The growing tendency to subject members of national parliaments to disciplinary measures and criminal proceedings or to exclude them from parliamentary activities for statements made in the exercise of their democratic mandate is deeply concerning. Such practices may be used as instruments of political retaliation against members of parliament, particularly those belonging to opposition parties or minority groups. They undermine democratic debate and erode public trust in parliamentary institutions.
As stressed in the Parliamentary Assembly’s Resolution 2381 (2021) “Should politicians be prosecuted for statements made in the exercise of their mandate?”, as well as Resolution 1900 (2012) “The definition of political prisoner” and Resolution 1950 (2013) on “Keeping political and criminal responsibility separate”, the freedom of expression of parliamentarians constitutes a cornerstone of pluralist democracy and must be protected both within and beyond parliamentary premises.

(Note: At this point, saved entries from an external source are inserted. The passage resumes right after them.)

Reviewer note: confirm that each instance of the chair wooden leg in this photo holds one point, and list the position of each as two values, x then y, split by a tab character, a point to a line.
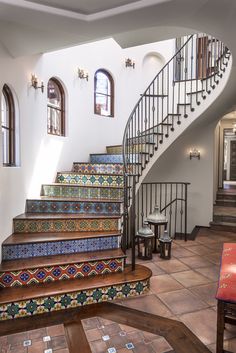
220	327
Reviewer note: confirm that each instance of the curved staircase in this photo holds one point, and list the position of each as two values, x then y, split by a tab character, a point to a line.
65	249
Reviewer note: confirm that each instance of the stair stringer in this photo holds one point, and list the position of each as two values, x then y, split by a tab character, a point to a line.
186	122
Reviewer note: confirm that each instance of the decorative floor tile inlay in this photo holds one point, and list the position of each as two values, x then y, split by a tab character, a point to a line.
60	272
93	179
71	300
64	225
86	192
63	206
23	251
88	168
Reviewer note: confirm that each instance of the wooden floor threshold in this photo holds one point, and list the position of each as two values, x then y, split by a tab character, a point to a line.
176	333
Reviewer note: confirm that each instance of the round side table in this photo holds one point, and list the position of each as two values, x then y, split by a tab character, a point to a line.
157	225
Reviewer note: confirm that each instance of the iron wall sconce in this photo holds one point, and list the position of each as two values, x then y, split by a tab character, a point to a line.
35	84
82	74
194	153
129	63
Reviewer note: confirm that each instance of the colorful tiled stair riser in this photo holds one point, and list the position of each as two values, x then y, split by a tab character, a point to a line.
48	206
71	300
61	225
24	251
87	180
83	192
60	272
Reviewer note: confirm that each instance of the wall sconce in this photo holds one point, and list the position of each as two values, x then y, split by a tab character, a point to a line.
82	74
34	83
129	63
194	153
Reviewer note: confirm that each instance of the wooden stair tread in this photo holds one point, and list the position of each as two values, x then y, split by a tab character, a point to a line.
16	294
43	261
48	216
85	186
75	199
23	238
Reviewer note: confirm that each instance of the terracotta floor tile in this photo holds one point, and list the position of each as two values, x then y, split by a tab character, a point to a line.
37	347
164	283
150	304
196	261
203	324
57	330
143	348
58	342
98	346
211	272
181	252
94	334
200	249
117	341
156	270
182	301
206	293
38	334
160	345
90	323
174	265
214	258
111	329
190	278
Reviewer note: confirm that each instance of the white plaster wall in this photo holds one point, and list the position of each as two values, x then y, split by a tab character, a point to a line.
175	165
41	155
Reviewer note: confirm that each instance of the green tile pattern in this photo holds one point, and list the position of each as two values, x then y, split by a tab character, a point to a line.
87	180
47	304
86	192
64	225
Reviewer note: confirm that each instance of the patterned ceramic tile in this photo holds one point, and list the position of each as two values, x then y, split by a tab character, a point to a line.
86	192
135	148
87	168
88	180
112	158
64	206
64	225
28	250
71	300
60	272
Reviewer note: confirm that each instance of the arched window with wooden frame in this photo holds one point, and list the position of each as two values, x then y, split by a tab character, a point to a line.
8	127
56	108
103	93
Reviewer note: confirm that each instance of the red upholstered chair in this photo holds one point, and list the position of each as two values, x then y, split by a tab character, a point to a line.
226	293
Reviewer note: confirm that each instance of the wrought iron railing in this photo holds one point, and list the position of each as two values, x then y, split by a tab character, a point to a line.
176	91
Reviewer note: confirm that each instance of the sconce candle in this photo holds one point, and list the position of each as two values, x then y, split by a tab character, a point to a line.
34	83
82	74
194	153
129	63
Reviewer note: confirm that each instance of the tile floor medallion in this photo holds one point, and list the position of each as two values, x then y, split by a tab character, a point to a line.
44	340
105	336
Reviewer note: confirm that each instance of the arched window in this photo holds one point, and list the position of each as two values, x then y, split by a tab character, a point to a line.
56	108
8	127
103	93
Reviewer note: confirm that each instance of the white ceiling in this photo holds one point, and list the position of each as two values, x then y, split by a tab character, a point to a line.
30	27
84	6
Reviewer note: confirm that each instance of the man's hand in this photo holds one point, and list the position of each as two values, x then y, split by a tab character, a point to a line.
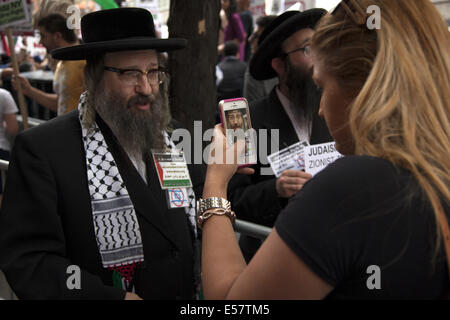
132	296
26	86
290	182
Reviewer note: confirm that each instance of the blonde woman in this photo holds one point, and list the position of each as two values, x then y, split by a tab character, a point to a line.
370	225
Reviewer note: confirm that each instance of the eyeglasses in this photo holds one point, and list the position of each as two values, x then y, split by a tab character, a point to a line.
306	51
132	77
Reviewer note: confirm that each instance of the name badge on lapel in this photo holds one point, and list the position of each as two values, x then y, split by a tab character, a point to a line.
172	169
177	198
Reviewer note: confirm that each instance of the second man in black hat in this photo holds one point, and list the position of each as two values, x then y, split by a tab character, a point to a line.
290	113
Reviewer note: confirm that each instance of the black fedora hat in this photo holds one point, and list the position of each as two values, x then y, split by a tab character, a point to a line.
119	29
269	45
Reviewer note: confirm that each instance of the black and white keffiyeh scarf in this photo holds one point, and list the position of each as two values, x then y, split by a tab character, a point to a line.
116	226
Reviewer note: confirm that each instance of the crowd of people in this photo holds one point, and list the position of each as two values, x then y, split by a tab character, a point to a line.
93	210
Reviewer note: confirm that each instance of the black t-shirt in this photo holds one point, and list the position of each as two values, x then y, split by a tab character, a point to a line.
360	212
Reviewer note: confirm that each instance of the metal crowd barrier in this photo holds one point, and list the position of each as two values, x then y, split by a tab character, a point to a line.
242	227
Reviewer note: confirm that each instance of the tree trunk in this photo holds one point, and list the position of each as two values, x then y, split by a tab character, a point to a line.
192	70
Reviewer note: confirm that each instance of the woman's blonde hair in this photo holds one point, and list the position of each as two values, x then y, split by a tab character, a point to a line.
402	74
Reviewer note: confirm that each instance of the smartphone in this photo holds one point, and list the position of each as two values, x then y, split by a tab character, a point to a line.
235	116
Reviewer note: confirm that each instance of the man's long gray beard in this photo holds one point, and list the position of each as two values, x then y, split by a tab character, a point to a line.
138	131
303	92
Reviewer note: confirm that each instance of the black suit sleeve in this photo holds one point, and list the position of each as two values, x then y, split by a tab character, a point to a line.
254	201
32	241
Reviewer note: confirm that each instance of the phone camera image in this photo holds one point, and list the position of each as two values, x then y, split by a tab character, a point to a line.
235	117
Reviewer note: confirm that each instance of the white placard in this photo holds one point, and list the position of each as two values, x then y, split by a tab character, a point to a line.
290	158
318	156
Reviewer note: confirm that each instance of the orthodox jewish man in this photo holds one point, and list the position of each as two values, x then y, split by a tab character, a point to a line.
289	114
83	196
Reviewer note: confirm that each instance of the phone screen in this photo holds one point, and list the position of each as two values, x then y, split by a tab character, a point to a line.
236	120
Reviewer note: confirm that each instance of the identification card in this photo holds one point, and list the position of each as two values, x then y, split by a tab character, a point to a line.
290	158
177	198
172	169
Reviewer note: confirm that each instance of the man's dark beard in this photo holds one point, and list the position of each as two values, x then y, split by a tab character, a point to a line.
303	92
138	131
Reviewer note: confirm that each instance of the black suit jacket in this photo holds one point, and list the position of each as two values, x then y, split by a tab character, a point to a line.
46	222
254	197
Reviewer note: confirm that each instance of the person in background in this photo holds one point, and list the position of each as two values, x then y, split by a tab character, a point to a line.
232	28
258	89
373	224
247	22
68	82
8	127
289	113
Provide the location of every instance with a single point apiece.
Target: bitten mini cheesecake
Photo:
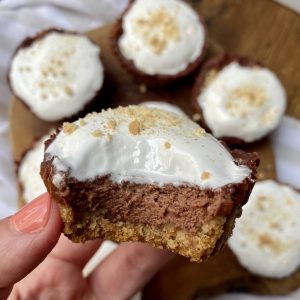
(238, 99)
(159, 41)
(29, 178)
(143, 174)
(165, 106)
(56, 73)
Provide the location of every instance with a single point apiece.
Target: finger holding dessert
(56, 82)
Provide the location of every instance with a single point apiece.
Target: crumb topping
(69, 128)
(196, 117)
(265, 240)
(158, 29)
(143, 88)
(134, 127)
(82, 122)
(112, 124)
(210, 76)
(205, 175)
(167, 145)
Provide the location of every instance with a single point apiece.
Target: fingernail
(33, 217)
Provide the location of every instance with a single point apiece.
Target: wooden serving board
(226, 28)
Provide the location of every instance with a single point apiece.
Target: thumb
(26, 238)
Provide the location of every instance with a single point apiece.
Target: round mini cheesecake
(29, 178)
(159, 41)
(266, 238)
(56, 74)
(238, 99)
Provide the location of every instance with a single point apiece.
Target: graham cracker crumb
(134, 127)
(167, 145)
(44, 97)
(264, 240)
(199, 132)
(97, 133)
(69, 128)
(143, 88)
(82, 122)
(243, 100)
(196, 117)
(205, 175)
(162, 22)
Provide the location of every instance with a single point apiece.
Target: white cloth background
(21, 18)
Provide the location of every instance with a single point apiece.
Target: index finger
(126, 270)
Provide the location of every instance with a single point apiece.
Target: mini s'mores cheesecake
(159, 41)
(143, 174)
(29, 178)
(266, 238)
(56, 73)
(238, 99)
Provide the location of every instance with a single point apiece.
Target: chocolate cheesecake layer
(143, 174)
(185, 207)
(237, 99)
(154, 79)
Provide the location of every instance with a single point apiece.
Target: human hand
(27, 238)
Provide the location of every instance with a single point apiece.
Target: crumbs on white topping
(143, 88)
(261, 202)
(209, 78)
(68, 90)
(196, 117)
(266, 241)
(243, 100)
(69, 128)
(82, 122)
(268, 116)
(97, 133)
(158, 21)
(134, 127)
(111, 124)
(205, 175)
(167, 145)
(199, 132)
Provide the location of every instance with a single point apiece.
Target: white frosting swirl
(242, 102)
(165, 106)
(143, 145)
(29, 171)
(57, 75)
(162, 36)
(266, 238)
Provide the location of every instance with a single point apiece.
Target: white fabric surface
(20, 18)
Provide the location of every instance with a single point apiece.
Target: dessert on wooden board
(56, 82)
(143, 174)
(261, 257)
(159, 41)
(238, 99)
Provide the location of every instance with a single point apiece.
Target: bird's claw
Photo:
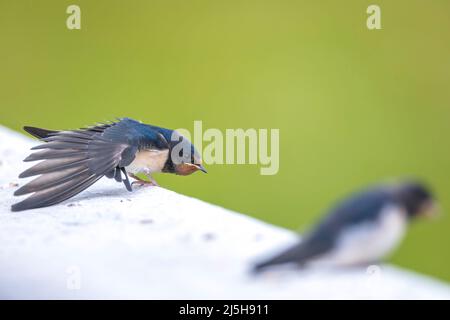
(142, 183)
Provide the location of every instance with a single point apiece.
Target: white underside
(148, 161)
(368, 243)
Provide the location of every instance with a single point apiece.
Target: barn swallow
(74, 160)
(360, 230)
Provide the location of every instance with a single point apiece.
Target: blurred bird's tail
(38, 132)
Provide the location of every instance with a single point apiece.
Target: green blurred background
(353, 106)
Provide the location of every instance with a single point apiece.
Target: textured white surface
(156, 244)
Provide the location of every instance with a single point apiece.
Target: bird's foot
(142, 183)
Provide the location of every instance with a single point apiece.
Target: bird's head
(417, 199)
(183, 158)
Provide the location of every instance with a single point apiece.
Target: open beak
(201, 168)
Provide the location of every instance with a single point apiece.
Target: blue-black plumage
(361, 229)
(74, 160)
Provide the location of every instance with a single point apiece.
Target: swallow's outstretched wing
(74, 160)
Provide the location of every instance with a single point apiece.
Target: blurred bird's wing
(74, 160)
(360, 209)
(299, 253)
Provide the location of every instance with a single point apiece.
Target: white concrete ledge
(156, 244)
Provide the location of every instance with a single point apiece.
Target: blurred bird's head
(416, 198)
(183, 158)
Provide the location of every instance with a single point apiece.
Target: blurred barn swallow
(361, 230)
(74, 160)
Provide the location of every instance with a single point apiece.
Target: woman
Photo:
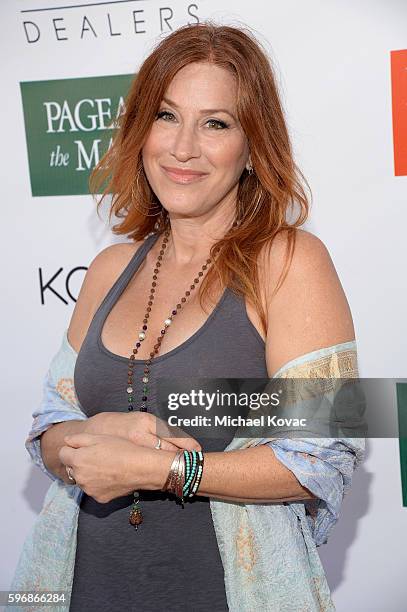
(202, 174)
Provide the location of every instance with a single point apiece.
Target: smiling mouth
(182, 176)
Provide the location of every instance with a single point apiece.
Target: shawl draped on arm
(269, 551)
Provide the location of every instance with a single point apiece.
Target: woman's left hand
(106, 467)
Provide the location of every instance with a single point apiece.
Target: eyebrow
(203, 111)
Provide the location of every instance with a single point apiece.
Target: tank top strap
(123, 280)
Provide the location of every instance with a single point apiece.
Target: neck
(191, 239)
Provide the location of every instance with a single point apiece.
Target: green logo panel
(69, 126)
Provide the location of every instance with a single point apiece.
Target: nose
(186, 143)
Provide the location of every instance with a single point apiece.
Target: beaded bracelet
(185, 474)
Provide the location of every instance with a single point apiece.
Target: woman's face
(196, 130)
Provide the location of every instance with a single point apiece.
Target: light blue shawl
(269, 551)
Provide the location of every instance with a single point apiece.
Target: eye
(163, 114)
(219, 125)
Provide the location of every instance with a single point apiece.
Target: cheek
(229, 154)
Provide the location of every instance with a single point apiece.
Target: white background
(333, 67)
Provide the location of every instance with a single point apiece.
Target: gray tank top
(172, 561)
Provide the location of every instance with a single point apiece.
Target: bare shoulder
(310, 309)
(309, 254)
(102, 273)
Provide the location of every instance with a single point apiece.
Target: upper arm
(100, 276)
(310, 310)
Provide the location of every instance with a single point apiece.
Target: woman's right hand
(140, 428)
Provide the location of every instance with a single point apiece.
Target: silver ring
(69, 472)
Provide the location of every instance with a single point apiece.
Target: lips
(183, 176)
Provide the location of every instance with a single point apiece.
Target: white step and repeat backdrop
(342, 70)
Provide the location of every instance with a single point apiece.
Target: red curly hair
(264, 197)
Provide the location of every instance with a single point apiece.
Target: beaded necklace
(136, 516)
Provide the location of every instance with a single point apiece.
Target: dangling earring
(145, 212)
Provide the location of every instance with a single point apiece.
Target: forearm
(250, 475)
(51, 442)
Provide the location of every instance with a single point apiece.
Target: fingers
(173, 437)
(78, 440)
(188, 443)
(151, 440)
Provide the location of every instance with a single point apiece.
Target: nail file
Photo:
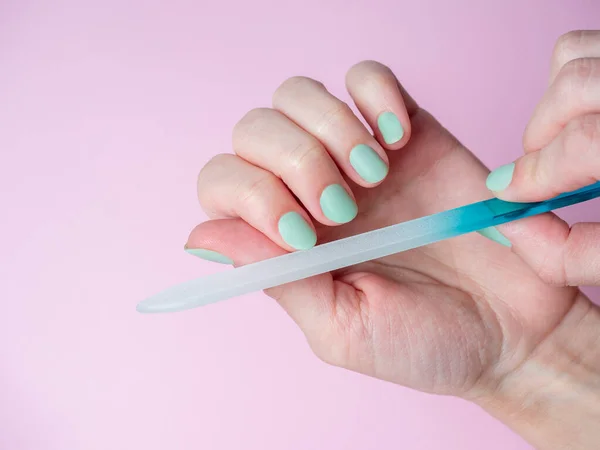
(353, 250)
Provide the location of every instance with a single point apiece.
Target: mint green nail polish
(209, 255)
(493, 234)
(337, 205)
(500, 178)
(296, 232)
(390, 127)
(368, 164)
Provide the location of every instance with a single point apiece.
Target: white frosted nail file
(353, 250)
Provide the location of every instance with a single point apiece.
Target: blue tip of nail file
(353, 250)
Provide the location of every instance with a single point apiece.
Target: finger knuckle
(205, 180)
(335, 116)
(305, 155)
(294, 86)
(576, 75)
(369, 75)
(257, 189)
(250, 125)
(566, 46)
(581, 142)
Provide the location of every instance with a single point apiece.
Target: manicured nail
(368, 164)
(209, 255)
(337, 205)
(390, 127)
(500, 178)
(296, 232)
(493, 234)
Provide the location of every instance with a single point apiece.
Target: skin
(506, 328)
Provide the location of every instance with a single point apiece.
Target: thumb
(570, 162)
(308, 301)
(560, 254)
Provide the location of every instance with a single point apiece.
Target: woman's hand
(562, 153)
(465, 317)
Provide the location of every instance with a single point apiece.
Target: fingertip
(382, 101)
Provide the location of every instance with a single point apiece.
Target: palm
(430, 318)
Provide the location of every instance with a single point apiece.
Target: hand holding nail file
(354, 250)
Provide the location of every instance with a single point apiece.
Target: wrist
(553, 398)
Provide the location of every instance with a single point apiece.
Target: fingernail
(500, 178)
(390, 127)
(209, 255)
(368, 164)
(493, 234)
(296, 232)
(337, 205)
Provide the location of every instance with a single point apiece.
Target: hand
(464, 317)
(562, 153)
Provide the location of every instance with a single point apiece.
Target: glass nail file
(353, 250)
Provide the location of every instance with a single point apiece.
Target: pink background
(107, 112)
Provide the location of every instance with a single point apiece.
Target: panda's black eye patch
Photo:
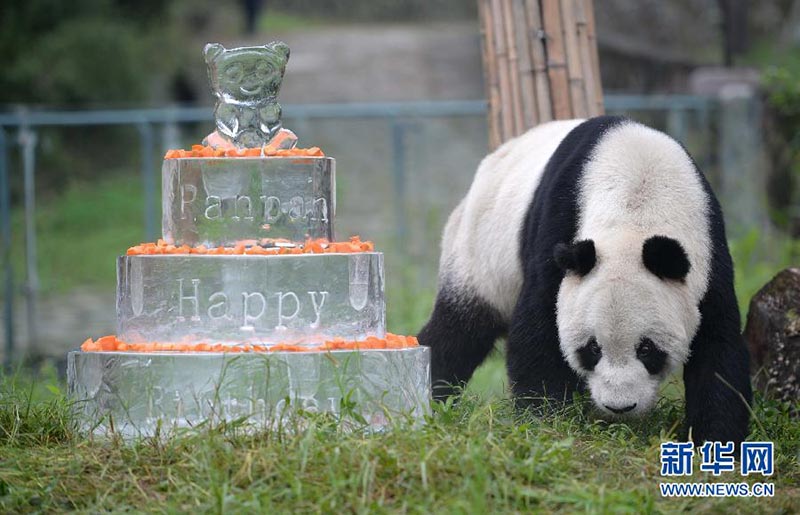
(653, 358)
(589, 355)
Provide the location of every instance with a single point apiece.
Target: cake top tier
(246, 82)
(270, 190)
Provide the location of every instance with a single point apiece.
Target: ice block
(298, 299)
(221, 201)
(137, 394)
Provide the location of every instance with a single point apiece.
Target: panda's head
(625, 316)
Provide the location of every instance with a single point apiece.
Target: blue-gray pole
(8, 276)
(27, 138)
(148, 180)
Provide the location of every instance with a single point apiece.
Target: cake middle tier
(220, 201)
(299, 299)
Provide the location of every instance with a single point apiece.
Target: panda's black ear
(578, 257)
(665, 258)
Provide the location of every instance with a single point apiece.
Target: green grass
(80, 232)
(476, 456)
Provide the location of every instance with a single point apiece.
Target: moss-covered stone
(773, 336)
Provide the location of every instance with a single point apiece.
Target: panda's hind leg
(460, 333)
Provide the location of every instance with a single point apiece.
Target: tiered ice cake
(247, 306)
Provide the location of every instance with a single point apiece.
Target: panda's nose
(621, 410)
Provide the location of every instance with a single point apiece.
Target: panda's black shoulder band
(578, 257)
(665, 258)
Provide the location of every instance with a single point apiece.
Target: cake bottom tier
(149, 394)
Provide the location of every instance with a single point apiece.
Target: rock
(773, 336)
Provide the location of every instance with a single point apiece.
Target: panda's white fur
(637, 183)
(483, 232)
(598, 248)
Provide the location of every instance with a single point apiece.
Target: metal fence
(682, 116)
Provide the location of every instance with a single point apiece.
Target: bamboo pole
(536, 36)
(501, 57)
(490, 74)
(577, 92)
(596, 91)
(518, 126)
(556, 60)
(526, 67)
(540, 63)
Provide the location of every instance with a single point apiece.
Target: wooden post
(540, 63)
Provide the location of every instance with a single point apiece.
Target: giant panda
(598, 249)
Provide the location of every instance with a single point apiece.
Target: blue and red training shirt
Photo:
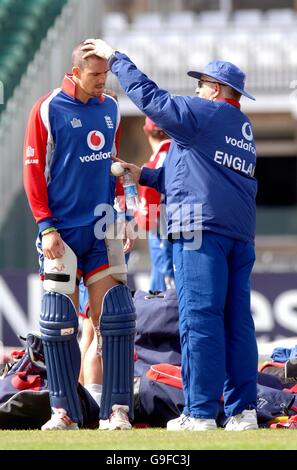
(68, 153)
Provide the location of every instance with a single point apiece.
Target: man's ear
(76, 72)
(216, 91)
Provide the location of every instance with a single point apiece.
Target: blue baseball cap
(226, 73)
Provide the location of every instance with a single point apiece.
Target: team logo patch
(30, 151)
(247, 131)
(109, 122)
(76, 123)
(96, 140)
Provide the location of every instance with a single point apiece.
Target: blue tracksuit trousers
(219, 350)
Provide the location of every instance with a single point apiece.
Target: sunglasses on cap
(200, 82)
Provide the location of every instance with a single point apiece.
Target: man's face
(92, 77)
(208, 88)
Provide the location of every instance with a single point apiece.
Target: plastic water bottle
(130, 190)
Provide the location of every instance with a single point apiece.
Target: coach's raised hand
(97, 47)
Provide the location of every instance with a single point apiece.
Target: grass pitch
(149, 439)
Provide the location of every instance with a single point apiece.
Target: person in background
(148, 215)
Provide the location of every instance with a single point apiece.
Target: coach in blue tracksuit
(209, 185)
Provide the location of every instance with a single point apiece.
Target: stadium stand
(23, 24)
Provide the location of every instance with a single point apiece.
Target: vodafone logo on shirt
(96, 140)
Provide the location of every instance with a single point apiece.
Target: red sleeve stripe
(35, 159)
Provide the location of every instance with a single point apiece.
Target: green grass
(149, 439)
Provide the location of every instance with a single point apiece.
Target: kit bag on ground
(24, 396)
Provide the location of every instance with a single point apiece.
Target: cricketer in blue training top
(209, 179)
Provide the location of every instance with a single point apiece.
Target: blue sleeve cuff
(46, 223)
(146, 176)
(153, 177)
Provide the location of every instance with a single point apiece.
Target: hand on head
(97, 47)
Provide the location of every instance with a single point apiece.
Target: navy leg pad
(117, 328)
(59, 326)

The consistent case law of the European Court of Human Rights holds that political speech enjoys a high level of protection under Article 10 of the European Convention on Human Rights (ETS No. 5), particularly when it concerns matters of public interest or criticism of the government. The Court has also emphasised that restrictions on such expression must be strictly necessary in a democratic society and subject to effective judicial review.
Hate speech, incitement to violence, or discrimination can never be tolerated; however, legitimate political criticism and dissent must not be confused with such prohibited conduct.
The Assembly should examine, from a legal and human rights perspective, the situation of parliamentarians subjected to disciplinary or judicial measures for exercising their freedom of expression, in light of the principles upheld by the Council of Europe and, in particular, the European Convention on Human Rights.